今白書は、「食」の安全と安心によって日本の農業が支えられているという原点に立ち返ること、意欲ある経営体に思い切った施策の集中化・重点化を図り、農業の構造改革を加速化させること、循環型社会の形成や多面的機能の発揮など農村の持つ役割を積極的に評価し、関係者が一体となった内発的な取組みを推進していくことを基本認識として分析・検討されており、農林水産政策の構造改革に不退転の覚悟で取組まなければならないという決意を表明している。このような認識のもとで、「食料の安定供給システムの構築」、「構造改革を通じた農業の持続的な発展」、「活力ある美しい農村と循環型社会の実現」の3章及び14年度の特徴的な出来事を簡潔に紹介するトピックスで編成され、現下の課題を浮き彫りにした。以下は、その概要である。

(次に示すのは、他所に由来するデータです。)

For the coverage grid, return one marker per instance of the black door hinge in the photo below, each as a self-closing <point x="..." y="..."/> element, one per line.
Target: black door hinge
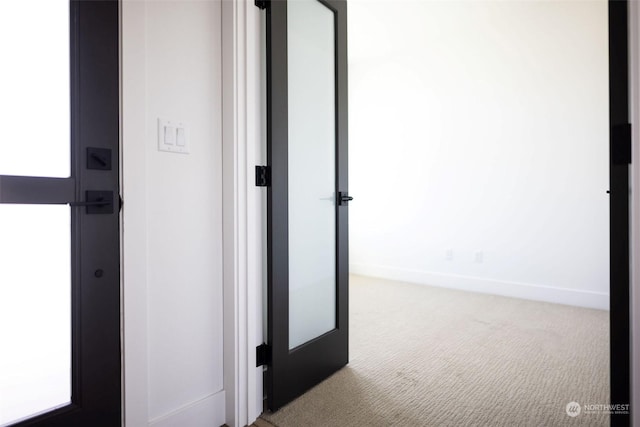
<point x="263" y="355"/>
<point x="263" y="176"/>
<point x="621" y="144"/>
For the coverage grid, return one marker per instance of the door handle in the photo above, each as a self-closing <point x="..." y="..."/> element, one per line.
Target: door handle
<point x="344" y="198"/>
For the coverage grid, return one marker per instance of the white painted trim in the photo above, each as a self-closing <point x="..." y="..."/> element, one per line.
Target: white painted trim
<point x="134" y="218"/>
<point x="634" y="96"/>
<point x="598" y="300"/>
<point x="242" y="137"/>
<point x="206" y="412"/>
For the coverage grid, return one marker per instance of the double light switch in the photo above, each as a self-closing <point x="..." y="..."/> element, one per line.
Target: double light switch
<point x="172" y="136"/>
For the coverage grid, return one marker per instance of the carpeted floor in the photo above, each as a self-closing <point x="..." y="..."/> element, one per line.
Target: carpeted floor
<point x="426" y="356"/>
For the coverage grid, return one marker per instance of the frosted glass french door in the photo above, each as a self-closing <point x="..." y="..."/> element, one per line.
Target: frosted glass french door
<point x="59" y="238"/>
<point x="308" y="197"/>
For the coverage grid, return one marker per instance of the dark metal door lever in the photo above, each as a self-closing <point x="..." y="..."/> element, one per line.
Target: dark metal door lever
<point x="97" y="202"/>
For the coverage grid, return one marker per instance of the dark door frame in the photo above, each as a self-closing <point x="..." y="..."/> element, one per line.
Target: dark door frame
<point x="619" y="203"/>
<point x="620" y="145"/>
<point x="95" y="237"/>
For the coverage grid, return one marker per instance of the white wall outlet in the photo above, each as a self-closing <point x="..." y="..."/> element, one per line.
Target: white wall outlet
<point x="173" y="136"/>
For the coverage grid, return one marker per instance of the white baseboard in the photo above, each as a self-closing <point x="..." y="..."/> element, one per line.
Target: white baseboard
<point x="206" y="412"/>
<point x="575" y="297"/>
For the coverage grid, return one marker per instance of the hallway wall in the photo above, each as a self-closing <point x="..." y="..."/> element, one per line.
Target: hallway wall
<point x="479" y="146"/>
<point x="172" y="218"/>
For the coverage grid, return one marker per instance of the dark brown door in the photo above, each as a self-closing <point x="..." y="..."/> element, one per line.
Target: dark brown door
<point x="59" y="210"/>
<point x="308" y="329"/>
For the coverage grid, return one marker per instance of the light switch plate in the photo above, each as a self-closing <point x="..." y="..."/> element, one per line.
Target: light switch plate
<point x="173" y="136"/>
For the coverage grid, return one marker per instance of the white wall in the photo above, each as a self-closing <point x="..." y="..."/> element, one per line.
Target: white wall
<point x="481" y="127"/>
<point x="172" y="218"/>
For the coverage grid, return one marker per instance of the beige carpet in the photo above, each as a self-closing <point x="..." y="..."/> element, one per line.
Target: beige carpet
<point x="426" y="356"/>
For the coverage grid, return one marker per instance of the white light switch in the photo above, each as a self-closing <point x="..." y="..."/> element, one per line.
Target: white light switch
<point x="172" y="136"/>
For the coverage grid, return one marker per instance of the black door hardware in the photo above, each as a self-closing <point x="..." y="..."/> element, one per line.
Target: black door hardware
<point x="97" y="202"/>
<point x="344" y="198"/>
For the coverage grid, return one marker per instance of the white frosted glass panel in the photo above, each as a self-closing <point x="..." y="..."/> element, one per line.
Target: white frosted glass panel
<point x="312" y="214"/>
<point x="35" y="309"/>
<point x="34" y="88"/>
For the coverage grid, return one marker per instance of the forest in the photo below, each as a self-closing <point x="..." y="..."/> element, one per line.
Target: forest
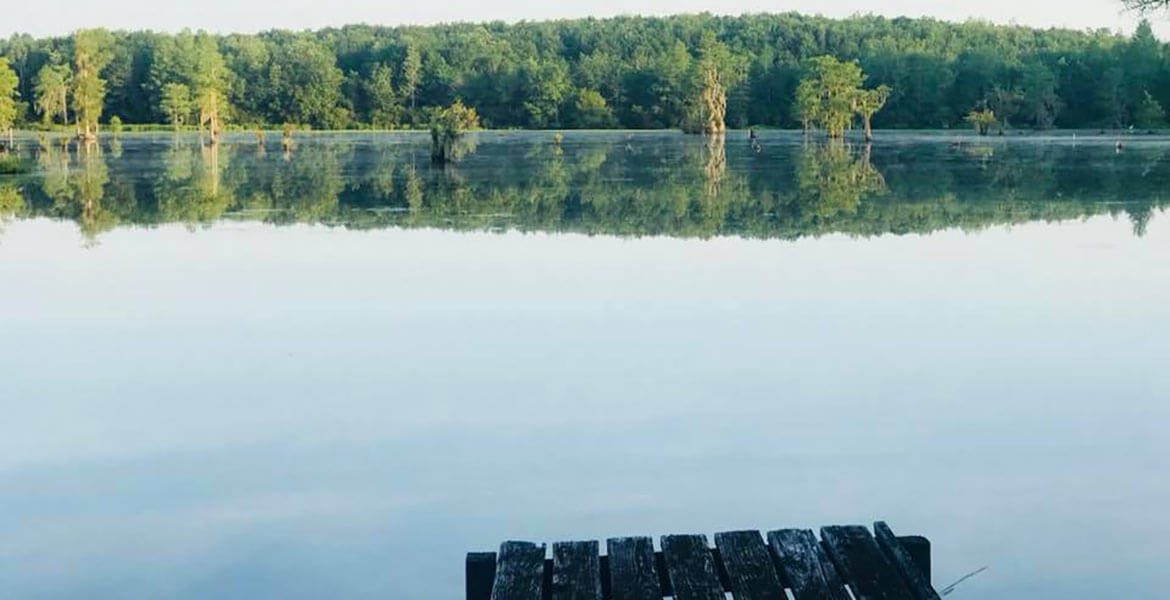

 今回から設けられたトピックスの内容は、「食品の安全性確保とリスク分析」、「デフレと食料消費等との関係」、「米政策改革大綱〜改革の理念と特徴〜」、「イネゲノムの解読」、「バイオマス・ニッポン総合戦略」、「水と食と農大臣会議の開催」、「WTO農業交渉」の7項目である。
 「デフレと食料消費等との関係」では、米とカレールウの消費者物価指数と実際に消費者が購入する価格である家計調査の指数が乖離してきている状況のグラフを掲載。物価の下落と現金収入の減少等が、食料品の購買行動に影響し、より低価格な食料品を求める行動が現れ、農産物価格の下落を招き、その結果、国内の農業生産に影響を与えていることを示した。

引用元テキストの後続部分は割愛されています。